Lewis grew up fishing and competing at archery and gun clubs with her father and brother in Delaware County, Pennsylvania. She spent her weekends with her grandfather who worked in Philadelphia for the Pennsylvania Fish & Boat Commission. Her other pastime was art, but she never pursued it beyond a few community college courses. “I actually got into drawing by reading comics, drawing those characters and later, musicians, as I got into high school,” she told the Philadelphia Inquirer.
Then, she went to Penn State. Then, she landed a prime corporate job. And, then, 15 years later, Covid changed everything. There was the national career shifting trend, and Lewis found herself a new life pursuit.
Lewis, a Fishtown resident, is now the proprietor of The Wayward Trading Post, where she specializes in handcrafting wooden fly fishing nets. In a woodstove-heated warehouse under portraits of Bob Marley and Jerry Garcia, she works with walnut, cedar, hickory, and cherry wood sourced from Pennsylvania’s Amish country. In a process that can take weeks depending on the complexity of the art design, she renders the wood into strips, shapes and finishes it with a variety of power saws and sanders, engraves it, applies epoxy to it, and attaches silicone netting that offers gentle handling for the fish it eventually corrals.

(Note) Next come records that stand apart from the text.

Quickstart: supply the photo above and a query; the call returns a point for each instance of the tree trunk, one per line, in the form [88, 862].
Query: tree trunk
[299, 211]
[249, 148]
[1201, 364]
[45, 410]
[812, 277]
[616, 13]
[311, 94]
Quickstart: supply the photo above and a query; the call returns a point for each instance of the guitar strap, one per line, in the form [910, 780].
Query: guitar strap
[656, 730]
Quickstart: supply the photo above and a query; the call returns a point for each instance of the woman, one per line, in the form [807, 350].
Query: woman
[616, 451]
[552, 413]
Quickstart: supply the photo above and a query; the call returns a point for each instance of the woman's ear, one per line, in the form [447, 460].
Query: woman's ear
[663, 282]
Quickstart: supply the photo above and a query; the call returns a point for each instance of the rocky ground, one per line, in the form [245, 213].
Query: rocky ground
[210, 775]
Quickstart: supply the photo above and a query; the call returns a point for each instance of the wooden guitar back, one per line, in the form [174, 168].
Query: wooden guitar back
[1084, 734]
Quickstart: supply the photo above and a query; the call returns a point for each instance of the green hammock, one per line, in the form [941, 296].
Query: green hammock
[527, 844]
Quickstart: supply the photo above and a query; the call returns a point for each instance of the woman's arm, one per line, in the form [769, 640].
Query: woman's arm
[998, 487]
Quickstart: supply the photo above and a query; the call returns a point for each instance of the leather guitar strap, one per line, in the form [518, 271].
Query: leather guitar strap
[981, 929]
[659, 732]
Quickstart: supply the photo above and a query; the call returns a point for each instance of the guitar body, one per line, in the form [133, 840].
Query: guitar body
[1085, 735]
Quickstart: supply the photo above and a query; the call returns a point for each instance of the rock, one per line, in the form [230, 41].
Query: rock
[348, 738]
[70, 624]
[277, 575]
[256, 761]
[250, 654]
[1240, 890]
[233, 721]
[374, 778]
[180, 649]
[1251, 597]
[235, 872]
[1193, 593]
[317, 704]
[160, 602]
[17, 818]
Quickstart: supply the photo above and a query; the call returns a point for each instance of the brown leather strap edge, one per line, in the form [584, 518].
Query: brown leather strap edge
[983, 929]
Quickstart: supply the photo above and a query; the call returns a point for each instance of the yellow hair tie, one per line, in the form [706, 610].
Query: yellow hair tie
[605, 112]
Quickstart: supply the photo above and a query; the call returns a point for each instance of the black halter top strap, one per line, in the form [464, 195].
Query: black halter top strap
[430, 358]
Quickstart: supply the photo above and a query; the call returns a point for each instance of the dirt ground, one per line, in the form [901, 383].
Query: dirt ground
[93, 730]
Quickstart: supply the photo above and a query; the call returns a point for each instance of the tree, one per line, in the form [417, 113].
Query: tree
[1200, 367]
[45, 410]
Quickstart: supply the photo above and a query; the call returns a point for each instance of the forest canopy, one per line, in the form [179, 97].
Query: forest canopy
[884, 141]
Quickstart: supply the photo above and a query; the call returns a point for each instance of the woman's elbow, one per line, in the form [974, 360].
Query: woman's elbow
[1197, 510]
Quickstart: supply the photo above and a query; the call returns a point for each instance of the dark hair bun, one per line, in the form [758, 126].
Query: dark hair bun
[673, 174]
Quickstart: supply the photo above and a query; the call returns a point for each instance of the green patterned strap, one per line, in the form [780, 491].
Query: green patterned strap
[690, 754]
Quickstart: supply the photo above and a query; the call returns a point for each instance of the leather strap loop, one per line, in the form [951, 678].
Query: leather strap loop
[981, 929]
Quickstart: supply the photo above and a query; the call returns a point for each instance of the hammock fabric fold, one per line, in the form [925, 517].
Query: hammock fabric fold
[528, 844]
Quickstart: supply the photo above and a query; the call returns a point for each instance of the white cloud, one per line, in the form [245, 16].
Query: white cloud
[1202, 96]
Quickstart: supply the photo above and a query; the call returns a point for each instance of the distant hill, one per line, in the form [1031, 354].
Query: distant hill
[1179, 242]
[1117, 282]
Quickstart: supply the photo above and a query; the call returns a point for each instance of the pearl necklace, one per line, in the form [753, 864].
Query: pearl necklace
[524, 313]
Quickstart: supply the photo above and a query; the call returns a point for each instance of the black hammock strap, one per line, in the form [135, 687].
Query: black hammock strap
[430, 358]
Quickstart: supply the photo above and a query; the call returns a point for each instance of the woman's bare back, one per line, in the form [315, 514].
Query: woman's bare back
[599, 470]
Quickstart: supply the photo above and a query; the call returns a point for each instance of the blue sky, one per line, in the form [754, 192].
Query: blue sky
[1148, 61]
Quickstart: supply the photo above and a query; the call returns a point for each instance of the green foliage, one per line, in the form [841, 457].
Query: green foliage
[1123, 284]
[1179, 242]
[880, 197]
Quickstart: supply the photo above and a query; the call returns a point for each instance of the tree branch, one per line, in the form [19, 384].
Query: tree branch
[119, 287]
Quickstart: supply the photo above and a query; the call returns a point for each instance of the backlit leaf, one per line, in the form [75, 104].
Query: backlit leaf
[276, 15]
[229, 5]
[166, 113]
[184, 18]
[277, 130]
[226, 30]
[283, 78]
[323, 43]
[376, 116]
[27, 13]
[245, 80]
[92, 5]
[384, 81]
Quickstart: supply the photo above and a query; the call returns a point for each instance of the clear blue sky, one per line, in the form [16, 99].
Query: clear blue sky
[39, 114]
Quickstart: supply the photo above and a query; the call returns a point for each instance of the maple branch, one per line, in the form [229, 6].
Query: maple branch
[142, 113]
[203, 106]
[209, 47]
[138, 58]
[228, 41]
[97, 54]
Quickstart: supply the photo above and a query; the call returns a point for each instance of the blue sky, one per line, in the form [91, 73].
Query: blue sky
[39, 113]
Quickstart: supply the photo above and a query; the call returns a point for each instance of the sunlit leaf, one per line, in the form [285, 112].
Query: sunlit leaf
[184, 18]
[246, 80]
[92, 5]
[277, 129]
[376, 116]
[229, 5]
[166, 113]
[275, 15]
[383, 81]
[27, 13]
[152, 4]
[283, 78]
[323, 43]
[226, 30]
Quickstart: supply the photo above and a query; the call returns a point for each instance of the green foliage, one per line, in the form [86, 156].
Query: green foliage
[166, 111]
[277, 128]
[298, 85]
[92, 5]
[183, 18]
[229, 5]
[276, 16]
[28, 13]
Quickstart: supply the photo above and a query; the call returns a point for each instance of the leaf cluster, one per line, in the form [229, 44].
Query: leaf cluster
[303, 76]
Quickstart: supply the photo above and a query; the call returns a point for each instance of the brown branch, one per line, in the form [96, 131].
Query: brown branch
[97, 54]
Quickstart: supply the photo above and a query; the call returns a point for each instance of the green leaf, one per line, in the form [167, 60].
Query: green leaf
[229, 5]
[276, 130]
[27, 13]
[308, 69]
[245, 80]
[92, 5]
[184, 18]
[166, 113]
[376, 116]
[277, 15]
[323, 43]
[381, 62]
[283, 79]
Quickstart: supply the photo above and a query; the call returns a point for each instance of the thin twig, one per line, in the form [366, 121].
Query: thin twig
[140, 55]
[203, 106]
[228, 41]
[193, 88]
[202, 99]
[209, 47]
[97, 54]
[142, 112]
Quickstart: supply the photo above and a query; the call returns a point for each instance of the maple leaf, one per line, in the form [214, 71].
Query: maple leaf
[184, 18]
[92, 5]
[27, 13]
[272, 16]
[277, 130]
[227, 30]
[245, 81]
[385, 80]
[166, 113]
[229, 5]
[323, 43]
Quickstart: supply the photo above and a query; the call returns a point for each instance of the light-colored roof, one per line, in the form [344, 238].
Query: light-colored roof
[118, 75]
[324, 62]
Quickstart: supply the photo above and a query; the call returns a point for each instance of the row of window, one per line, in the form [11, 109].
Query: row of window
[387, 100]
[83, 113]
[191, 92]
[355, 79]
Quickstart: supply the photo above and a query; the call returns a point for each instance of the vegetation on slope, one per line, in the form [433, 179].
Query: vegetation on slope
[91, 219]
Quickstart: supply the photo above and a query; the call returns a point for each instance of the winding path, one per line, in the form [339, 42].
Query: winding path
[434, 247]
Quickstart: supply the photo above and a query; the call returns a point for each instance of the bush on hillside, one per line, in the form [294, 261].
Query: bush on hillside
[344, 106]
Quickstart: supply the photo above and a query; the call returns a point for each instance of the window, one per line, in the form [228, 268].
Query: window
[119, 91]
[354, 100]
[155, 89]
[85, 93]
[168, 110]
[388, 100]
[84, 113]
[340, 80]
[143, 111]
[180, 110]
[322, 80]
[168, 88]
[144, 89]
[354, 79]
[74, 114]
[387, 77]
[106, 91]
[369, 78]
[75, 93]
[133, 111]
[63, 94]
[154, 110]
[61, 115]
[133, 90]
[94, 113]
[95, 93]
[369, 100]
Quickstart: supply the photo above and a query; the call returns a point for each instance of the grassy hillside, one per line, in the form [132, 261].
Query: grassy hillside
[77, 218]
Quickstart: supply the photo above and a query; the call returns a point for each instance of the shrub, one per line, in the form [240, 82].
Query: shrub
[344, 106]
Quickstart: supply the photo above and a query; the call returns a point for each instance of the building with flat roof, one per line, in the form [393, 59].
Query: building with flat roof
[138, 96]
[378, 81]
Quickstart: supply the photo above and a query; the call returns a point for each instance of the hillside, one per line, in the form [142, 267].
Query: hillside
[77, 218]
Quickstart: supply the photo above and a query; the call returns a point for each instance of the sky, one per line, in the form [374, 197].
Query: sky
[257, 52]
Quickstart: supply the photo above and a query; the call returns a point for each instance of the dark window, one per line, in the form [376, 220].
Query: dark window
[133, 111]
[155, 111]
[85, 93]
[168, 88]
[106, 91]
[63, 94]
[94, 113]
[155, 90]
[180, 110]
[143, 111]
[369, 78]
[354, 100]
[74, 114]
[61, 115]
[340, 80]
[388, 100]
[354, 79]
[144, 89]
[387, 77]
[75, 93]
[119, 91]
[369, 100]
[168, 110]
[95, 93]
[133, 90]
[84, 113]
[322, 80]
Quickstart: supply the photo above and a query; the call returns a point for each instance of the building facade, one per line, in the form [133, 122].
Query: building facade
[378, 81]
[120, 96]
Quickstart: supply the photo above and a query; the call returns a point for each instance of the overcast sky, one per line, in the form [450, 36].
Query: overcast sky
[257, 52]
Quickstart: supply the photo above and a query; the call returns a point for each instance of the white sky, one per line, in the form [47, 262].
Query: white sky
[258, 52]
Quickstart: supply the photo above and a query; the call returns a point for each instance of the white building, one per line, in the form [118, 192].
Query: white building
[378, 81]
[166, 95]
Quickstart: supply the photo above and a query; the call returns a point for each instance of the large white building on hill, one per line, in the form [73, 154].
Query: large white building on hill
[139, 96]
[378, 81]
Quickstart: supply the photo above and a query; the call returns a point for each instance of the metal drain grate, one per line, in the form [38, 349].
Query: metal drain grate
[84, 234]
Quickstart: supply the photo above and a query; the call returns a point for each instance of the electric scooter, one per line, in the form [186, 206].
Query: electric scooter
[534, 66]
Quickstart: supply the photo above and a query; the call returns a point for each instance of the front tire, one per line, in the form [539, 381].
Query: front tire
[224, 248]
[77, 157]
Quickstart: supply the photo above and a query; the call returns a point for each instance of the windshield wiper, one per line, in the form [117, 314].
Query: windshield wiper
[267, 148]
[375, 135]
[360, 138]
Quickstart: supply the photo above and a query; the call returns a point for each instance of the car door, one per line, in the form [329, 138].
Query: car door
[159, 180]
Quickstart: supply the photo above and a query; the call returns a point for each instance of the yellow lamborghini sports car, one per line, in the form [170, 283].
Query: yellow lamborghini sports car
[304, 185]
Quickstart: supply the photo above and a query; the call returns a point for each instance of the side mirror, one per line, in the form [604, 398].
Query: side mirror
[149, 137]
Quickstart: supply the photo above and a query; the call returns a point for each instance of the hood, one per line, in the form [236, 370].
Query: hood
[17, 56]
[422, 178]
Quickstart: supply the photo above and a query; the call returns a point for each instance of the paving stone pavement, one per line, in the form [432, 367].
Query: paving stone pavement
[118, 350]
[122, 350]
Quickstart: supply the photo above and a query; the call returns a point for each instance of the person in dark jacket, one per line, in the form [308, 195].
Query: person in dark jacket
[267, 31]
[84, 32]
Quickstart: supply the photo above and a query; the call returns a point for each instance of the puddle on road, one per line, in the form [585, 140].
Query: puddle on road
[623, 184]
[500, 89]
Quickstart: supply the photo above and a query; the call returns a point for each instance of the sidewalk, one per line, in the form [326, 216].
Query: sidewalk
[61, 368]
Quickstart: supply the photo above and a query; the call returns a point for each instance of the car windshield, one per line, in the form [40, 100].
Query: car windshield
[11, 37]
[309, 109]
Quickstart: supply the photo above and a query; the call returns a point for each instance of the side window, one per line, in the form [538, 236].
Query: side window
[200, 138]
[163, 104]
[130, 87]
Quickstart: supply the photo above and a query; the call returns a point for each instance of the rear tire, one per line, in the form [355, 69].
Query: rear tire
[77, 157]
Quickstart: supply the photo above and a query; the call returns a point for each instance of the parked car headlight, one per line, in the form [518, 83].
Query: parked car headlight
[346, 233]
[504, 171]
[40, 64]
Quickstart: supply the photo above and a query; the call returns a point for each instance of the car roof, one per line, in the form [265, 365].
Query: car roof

Her lower-end nets, which cost around $100, feature her business logo on the handle—a trout with a bear in the middle. But she adorns her customized nets, which fetch up to $1,000, with engravings inspired by her customers’ wishes—whether they be a mountain scene, a beloved pet, or a Hendrickson.
In some cases, she embeds mementos from the customer’s past, like military medals or coins. The result: a custom product that a seasoned trout angler might one day bequeath to the next angler in the family line. “These are heirloom pieces, something the customers want to pass down from generation to generation,” Lewis said.